Florida Red Tide Update: Manatees 'Pretty Much Comatose'

A toxic algae bloom sweeping across Florida has landed nearly comatose manatees in rehabilitation.

Thousands of dead turtle, fish and eel have washed onto the state's scenic beaches from toxic red tide algae bloom consuming the southwestern Florida coast. Rescuers have rushed to save marine life from blooms of the Karenia brevis algae, which produces brevetoxins and causes neurological issues when consumed. The threatened Florida manatee, which has a population of 6,131, is among the species imperlied by the naturally occurring algae, and rescuers are rushing to protect the mammals.

Five hundred forty manatees have already died this year, more than the 538 deaths recorded in 2017. Since the start of 2018, 80 manatee carcasses have been found on Florida beaches. Scientists finger brevetoxins as the likely killer.

"Manatees swim in it, they breathe it, and they eat it," manager of rescue operations at SeaWorld Orlando Jon Peterson told Newsweek, speaking of K. brevis. When rescuers find the manatees, "they're going to be pretty much comatose. They aren't going to swimming or moving. They might be in full seizures."

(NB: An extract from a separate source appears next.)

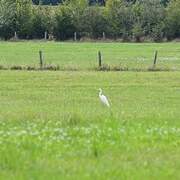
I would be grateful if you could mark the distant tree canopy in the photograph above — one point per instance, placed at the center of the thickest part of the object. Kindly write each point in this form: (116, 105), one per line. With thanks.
(129, 20)
(56, 2)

“I’m usually on the phone at least twice a day with the key players and they’re on the phone with me," manager of rescue operations for the SeaWorld Rescue team Jon Peterson said, discussing coordination with Florida Fish and Wildlife Conservation Commission and the Manatee Rescue & Rehabilitation Partnership. 2018© SeaWorld Parks

SeaWorld Orlando, which is a temporary recovery center for the marine mammals, has helped eight manatees rehabilitate from debilitation caused by red tide. Currently, SeaWorld rescuers are caring for 24 manatees. Eight of the animals at the facility were brought in after being affected by the algae, while the others needed care for other issues.

Since May 2, when the first manatee impacted by red tide was brought to the SeaWorld, 10 manatees suffering from K. brevis exposure have arrived at the facility. Eight have survived.

When the manatees reach SeaWorld, rescuers flush the toxins out of the animals with fluids. "They literally don't move. They lay in shallow water. We put foam under their head [and] give them fluid," Peterson told Newsweek. "Supportive care is pretty much what you end up doing. Supportive care and hope that you get to them quick enough. If you do, in 24 to 48 hours, you will see the effects of red tide go away. If you don't get to them soon enough, they will die from it."

Manatees are moved via custom trucks or in specially designed shipping containers to more permanent holding facilities after they recover at SeaWorld. 2018© SeaWorld Parks

Once the manatees have recuperated, they are transported to more permanent holding facilities via custom trucks or flown, along with attendants, across state lines in specially designed shipping containers.

The complete rehabilitation effort involves the Florida Fish and Wildlife Conservation Commission, which finds imperiled organisms along the coast, and The Manatee Rescue & Rehabilitation Partnership, which coordinates with SeaWorld to resettle the manatees in facilities across the country, including the Cincinnati and Columbus zoos.

6,131 manatees lived off the coast of Florida as of January. 2018© SeaWorld Parks

The manatees will be held until the red tide subsides and they can be safely released into the wild. But that might not be until 2019, scientists warn. "We're beginning the season when the blooms occur, so it's likely that it's gonna stick around for a while," Quay Dortch, a program manager for the National Oceanic and Atmospheric Administration who studies harmful algal blooms, said.

K. brevis have become more abundant since the 1950s and 1960s. This year's red tide has been particularly damaging. According to Michelle Kerr, a spokeswoman for the Florida Fish and Wildlife Conservation Commission, this is the longest bloom since 2006.

As long as it lasts, Peterson encouraged Floridians to help with rescue efforts. "If you see an animal that looks like it's in distress," Peterson told Newsweek. "Call your local agencies. Call Florida Fish and Wildlife. I can't emphasize [that] enough with this red tide."